Orientadora: Priscila Cardoso Vieira
Componente curricular: PCC
Data: 07/07/2022

TODOROV, T. As estruturas narrativas. Tradução de Leyla Perrone-Moisés. 3.ed.


São Paulo: Perspectivas, 2006.

● “(...) Num mundo que é bem o nosso, tal qual o conhecemos, sem diabos, sílfides nem
vampiros, produz-se um acontecimento que não pode ser explicado pelas leis deste
mundo familiar. Aquele que vive o acontecimento deve optar por uma das soluções
possíveis: ou se trata de uma ilusão dos sentidos, um produto da imaginação, e nesse
caso as leis do mundo continuam a ser o que são. Ou então esse acontecimento se
verificou realmente, é parte integrante da realidade; mas nesse caso ela é regida por leis
desconhecidas para nós. Ou o diabo é um ser imaginário, uma ilusão, ou então existe
realmente, como os outros seres vivos, só que o encontramos raramente.
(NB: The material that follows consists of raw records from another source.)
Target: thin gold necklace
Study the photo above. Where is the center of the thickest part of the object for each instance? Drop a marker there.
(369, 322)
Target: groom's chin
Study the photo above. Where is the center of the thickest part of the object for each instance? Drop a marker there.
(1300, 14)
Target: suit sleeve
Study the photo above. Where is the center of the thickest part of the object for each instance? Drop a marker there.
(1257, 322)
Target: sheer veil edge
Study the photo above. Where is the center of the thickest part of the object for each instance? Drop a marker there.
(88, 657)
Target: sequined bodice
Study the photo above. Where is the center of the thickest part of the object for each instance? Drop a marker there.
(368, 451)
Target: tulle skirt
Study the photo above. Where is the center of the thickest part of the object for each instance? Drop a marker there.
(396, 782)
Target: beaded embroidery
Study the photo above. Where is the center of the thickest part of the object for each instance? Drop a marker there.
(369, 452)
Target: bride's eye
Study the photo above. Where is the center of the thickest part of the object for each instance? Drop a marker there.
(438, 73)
O fantástico
ocupa o tempo dessa incerteza; assim que escolhemos uma ou outra resposta, saímos
do fantástico para entrar num gênero vizinho, o estranho ou o maravilhoso. O fantástico
é a hesitação experimentada por um ser que não conhece as leis naturais, diante de um
acontecimento aparentemente sobrenatural.” (p. 146)
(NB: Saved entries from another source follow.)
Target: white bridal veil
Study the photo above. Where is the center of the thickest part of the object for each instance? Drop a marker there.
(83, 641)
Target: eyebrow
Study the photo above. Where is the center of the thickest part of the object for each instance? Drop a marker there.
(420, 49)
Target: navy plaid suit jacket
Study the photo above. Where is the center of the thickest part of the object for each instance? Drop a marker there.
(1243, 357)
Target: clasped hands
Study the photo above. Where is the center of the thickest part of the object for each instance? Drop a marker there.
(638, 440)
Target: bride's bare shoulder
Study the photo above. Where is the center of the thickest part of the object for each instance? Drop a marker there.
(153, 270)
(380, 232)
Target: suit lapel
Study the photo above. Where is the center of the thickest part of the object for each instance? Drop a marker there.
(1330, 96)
● “(...) ‘Quase cheguei a acreditar’: eis a fórmula que melhor resume o espírito do
fantástico. A fé absoluta, como a incredulidade total, nos levam para fora do fantástico;
é a hesitação que lhe dá vida.” (p. 148)
● “(...) O fantástico implica pois uma integração do leitor no mundo das (...) personagens;
define-se pela percepção ambígua que o leitor tem dos acontecimentos narrados; esse
leitor se identifica com a personagem. É importante precisar desde logo que, assim
falando, temos em vista não tal ou tal leitor particular e real, mas uma ‘função’ de leitor,
implícita no texto (da mesma forma que está implícita a de seu narrador). A percepção
desse leitor implícito está inscrita no texto com a mesma precisão que os movimentos
das personagens.” (p. 149)
● “(...) Para se manter, o fantástico implica pois não só a existência de um acontecimento
estranho, que provoca uma hesitação no leitor e no herói, mas também um certo modo
de ler, que se pode definir negativamente: ele não deve ser nem poético nem alegórico.”
(p. 149)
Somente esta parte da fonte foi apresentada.